There is an urgent need to develop a portable and inexpensive diagnostic test for early, direct detection of HIV. The applicability of such a device includes HIV diagnosis following potential exposure, the tracking of virus levels in infected individuals and, in a related manner, the management of AIDS-related disease progression in patients undergoing HIV therapies such as HAART. We have made significant progress toward this goal by validating detection of the HIV biomarker gp120 using the BNS device. While there are many advantages to this approach, the primary current limitation to HIV detection using BNS is detection sensitivity: to have widespread clinical utility and commercial viability, the BNS must reliably detect HIV at ~1×103 particles/ml, a 1.5 order of magnitude improvement over current measurements. Approaches to increasing the detection sensitivity include advancement of the sensor micro-fabrication technology and sensor electrode geometry, modification of the measurement technique used to detect small changes in the operational frequency of the sensor, and altering properties of the biological sensing surface interface to increase binding probe density and/or signal amplification.

Since the BNS system is label-free and detects the physical presence of chemical species adsorbed on the transducer surface, nonspecific binding might also interfere more in this format than for other devices. This is being addressed by exploring more robust blocking techniques and agents. Similarly, the BNS fabrication processes may introduce limitations as quartz etching, photo/hard etch masking, and metal step coverage may introduce deep wells, as well as long and deep microfluidic line structures. If necessary, a combination of wet/dry etching techniques can be used as an alternative method for fabrication and we believe that this will provide good step coverage, fewer defects, as well as a flat, smooth surface [37]. While these are potential limitations to the widespread application of a BNS device, the inherent technology of BNS provides an advantage over other diagnostic technologies through the capacity to monitor the kinetics of target detection. In this instance one would measure the full time course of gp120 or virus binding to the detection surface. Such data provides a valuable asset for a commercial test in that a comparison of kinetics between a reference standard of reaction kinetics and/or sequential reactions for one patient provides an inherent quality control of the assay processes.

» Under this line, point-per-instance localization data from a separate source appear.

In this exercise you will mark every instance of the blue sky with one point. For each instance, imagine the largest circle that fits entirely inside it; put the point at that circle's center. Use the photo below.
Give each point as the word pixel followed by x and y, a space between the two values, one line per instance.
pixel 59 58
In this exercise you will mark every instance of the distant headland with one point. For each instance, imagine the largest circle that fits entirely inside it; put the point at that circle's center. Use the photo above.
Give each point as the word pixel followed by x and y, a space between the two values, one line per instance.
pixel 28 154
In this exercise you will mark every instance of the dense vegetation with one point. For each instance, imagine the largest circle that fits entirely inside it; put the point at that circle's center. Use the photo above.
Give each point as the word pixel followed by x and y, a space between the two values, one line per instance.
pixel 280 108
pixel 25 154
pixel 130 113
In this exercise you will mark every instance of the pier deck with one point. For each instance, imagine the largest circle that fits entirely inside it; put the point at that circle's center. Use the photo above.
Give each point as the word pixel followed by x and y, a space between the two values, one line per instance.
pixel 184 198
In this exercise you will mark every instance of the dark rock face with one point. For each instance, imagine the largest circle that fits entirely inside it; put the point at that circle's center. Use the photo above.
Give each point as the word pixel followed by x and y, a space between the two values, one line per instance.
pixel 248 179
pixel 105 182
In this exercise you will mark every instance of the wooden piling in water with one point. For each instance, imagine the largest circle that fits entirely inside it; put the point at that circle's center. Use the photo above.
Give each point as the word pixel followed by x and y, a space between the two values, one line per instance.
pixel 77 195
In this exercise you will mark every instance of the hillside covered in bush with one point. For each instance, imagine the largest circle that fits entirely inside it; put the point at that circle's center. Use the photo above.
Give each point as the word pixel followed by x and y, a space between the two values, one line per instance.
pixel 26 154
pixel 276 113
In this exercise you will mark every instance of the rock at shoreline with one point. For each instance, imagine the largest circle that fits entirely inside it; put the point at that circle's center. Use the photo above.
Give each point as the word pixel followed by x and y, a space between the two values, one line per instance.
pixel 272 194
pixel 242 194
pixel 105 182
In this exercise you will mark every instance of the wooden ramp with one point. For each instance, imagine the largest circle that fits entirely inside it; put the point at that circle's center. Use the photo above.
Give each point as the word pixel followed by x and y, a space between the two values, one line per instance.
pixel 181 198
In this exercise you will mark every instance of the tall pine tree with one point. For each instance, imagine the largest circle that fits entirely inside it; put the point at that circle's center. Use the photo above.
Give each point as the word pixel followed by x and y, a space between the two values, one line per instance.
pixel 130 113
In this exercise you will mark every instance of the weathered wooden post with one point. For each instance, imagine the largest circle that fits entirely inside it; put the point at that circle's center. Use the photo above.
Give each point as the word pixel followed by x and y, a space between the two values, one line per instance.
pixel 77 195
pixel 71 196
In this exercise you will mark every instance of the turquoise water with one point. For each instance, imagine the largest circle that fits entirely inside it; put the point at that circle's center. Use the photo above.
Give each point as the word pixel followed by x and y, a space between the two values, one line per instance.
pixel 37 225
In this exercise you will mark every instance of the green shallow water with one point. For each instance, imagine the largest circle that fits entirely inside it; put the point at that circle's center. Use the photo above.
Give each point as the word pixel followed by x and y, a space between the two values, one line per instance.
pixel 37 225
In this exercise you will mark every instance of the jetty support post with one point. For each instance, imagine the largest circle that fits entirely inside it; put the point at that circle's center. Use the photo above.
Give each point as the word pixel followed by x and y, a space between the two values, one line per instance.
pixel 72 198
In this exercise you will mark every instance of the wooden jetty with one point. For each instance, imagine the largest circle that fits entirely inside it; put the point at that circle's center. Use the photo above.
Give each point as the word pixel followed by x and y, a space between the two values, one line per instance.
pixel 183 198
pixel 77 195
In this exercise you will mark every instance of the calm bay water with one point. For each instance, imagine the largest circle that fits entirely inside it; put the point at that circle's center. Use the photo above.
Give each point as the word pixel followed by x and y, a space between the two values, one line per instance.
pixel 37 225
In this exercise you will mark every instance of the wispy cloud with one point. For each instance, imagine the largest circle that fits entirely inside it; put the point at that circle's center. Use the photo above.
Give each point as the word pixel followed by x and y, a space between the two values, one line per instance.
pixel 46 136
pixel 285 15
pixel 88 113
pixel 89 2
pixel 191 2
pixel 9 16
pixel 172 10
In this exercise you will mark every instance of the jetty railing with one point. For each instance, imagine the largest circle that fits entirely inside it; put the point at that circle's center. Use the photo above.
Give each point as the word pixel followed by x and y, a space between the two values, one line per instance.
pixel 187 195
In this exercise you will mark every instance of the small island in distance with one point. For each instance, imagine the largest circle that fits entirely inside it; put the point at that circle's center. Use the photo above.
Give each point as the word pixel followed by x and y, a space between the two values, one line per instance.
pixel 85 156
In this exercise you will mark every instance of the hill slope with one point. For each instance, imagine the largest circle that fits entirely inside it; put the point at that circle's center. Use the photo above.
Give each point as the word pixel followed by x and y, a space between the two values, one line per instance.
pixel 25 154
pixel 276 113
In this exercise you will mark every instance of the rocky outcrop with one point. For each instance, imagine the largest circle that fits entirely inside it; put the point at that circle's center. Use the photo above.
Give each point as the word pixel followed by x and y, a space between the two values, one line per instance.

The results described in this paper hold promise for development of a new form of diagnostic assay – the multicomponent BNS. The promise of this approach is extraordinary, both to provide a reliable and portable HIV diagnostic, as well as to enable sensing of multiple co-morbid disease biomarkers. The most immediate application of this approach lies with meeting the needs of less mobile populations and in settings that do not have ready access to well equipped health clinics. In a final configuration, a hand-held BNS device would launch a sharp needle marginally through the epidermis of the finger in order to allow a small amount of blood (~10–100 µl) to enter onto a disposable testing strip that is coupled to a biochip housing the BNS sensor, piezoelectric transducer and fluidic nanosystem. The sensor would be coupled to an electronic interface complete with a digital LCD monitor. Much like a portable blood glucose measuring apparatus, the BNS device would then enable periodic assessment of HIV status administered by the infected person her/himself and shared through remote monitoring to a healthcare professional. Lastly, these results also point to the broader utility of the BNS platform and sensing design in detecting other metabolites, separately or in parallel to HIV, for which antibody or other binding reagents exist. Examples include the measurement of other less mutable core HIV components such as the p24 protein, cellular markers such as CD4, and blood metabolites such as hemoglobin all of which are important to monitor during active infection.